DNaseI and ChIP data for H3K4me3, CTCF, Rad21, ELF1, GABP, TCF12, MAX, YY1 in SK-N-SH cells were obtained from the ENCODE data matrix.
In situ Hi-C data for INP and OSN cells were obtained from (Horta et al., 2018).
CRISPR gRNA design
All guide RNA (gRNAs) were designed as truncated 18mer long sequences to increase their binding specificity as previously described (Fu et al., 2014) using the CRISPR design web tool (http://crispr.mit.edu). With the exception of the Pcdhα9, where a total of 2 gRNAs were used for activate either the pCBS- or the eCBS-promoters, we used 4 gRNAs for the activation of the pCBS- and eCBS-promoters of Pcdh α4, α6, α12.

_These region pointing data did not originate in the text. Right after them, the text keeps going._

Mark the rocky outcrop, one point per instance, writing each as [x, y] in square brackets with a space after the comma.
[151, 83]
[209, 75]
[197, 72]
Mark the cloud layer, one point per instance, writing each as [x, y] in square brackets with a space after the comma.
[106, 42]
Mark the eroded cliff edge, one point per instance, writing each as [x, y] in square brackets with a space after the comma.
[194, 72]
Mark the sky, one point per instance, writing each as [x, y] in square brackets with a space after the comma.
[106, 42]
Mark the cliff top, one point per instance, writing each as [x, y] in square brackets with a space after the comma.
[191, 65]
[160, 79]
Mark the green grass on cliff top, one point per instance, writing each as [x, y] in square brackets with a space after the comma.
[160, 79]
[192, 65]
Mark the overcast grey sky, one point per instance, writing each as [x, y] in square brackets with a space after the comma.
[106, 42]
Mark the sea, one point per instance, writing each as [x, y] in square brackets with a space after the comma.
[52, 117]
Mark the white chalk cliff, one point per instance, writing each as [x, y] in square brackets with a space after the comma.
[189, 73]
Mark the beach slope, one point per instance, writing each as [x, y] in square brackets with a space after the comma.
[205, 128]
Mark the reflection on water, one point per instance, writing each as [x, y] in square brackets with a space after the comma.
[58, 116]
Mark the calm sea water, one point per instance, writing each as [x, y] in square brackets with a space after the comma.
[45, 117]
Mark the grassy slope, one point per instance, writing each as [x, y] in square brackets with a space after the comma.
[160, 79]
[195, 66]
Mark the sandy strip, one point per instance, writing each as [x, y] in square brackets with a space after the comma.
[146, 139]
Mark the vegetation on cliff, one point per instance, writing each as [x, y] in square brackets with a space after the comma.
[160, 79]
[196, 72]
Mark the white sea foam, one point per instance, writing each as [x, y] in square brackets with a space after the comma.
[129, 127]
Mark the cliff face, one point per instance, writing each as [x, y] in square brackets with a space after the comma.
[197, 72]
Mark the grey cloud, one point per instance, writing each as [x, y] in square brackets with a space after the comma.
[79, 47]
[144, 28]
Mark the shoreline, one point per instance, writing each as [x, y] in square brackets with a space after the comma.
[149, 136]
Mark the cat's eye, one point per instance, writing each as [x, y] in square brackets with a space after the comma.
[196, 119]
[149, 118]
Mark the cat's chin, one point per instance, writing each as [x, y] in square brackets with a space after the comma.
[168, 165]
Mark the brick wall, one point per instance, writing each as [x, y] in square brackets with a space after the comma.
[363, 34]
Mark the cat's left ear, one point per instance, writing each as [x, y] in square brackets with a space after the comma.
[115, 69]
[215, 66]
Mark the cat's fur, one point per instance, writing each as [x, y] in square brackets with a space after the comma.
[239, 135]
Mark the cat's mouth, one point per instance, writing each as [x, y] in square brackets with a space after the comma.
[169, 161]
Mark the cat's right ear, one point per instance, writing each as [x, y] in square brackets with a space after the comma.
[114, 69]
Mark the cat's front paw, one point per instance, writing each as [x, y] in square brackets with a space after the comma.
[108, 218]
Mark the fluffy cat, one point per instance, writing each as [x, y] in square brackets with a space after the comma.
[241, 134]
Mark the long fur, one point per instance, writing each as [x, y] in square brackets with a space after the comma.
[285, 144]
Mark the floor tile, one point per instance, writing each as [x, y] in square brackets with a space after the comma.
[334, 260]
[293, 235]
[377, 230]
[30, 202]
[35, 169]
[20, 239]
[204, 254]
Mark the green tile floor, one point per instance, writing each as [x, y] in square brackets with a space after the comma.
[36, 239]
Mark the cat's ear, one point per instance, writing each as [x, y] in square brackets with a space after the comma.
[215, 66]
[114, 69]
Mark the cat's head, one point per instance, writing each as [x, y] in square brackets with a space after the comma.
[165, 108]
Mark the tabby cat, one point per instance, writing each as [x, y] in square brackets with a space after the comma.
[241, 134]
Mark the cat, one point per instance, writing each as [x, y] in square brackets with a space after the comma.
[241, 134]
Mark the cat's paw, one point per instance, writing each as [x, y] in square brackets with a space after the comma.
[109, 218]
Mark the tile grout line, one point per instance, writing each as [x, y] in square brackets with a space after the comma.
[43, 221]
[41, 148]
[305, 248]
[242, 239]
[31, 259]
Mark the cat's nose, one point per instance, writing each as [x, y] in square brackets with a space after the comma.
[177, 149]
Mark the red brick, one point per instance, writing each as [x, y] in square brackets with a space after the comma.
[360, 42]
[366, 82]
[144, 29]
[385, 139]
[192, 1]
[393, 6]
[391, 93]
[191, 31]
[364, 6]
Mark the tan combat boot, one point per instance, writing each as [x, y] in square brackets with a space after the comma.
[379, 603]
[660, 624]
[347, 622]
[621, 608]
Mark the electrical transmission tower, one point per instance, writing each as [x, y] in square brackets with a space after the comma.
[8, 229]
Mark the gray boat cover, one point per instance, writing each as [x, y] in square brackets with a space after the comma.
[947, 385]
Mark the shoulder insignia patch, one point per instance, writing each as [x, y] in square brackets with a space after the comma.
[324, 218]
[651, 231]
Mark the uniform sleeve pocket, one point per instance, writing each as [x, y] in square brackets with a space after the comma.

In vitro transcription of gRNAs
The gRNAs were transcribed using the MEGAshortscript T7 Transcription Kit by Life Technologies (AM1354M), purified by phenol-chloroform and transfected in the SK-N-SH-iCas9 cells by RNAimax lipofectamine reagent.
QUANTIFICATION AND STATISTICS
The statistical tests used in this study are indicated in the respective figure legends. In general, data with single independent experiments were analyzed by Student unpaired t-test to determine statistical significant effects (p < 0.05). Data with multiple independent experiments were analyzed by one-way ANOVA to determine statistical significant effects (p < 0.05).
DATA AND SOFTWARE AVAILABILITY
The data discussed in this work will be available upon request.
SUPPLEMENTAL DATA TABLES
ACKNOWLEDGEMENTS
We thank Ira Schieren for assistance with flow cytometry. We thank Dr. Axel, Dr. Zuker, Dr. Max Gottesman. David Hirsh, Dr. Germano Cecere, Dr. Kevin Monahan, Dr. Mountoufaris and members of the Maniatis, Lomvardas and Simon labs for helpful discussions and suggestions on the manuscript. D.C. would like to thank Sean O'Keeffe for his training in bioinformatics analysis of the data and Dr. Karen Adelman for advice with the Start-Seq experiments. D.C. and T.M. would like to thank Dr. Ye Zhang and Dr. Ben Barres for the generous gift of human brain neurons and Dr. Victor Lobanenkov and Dr. Elena Pugacheva for the generous gift of the CTCF monoclonal antibody. This work was supported by the Helen Hay Whitney Postdoctoral Fellowship and NIH Path to Independence Award K99/R00 K99GM121815 (D.C.), and the NIH grants 1R01MH108579 and 5R01NS088476 (T.M.).
Footnotes
The authors declare no competing financial interests.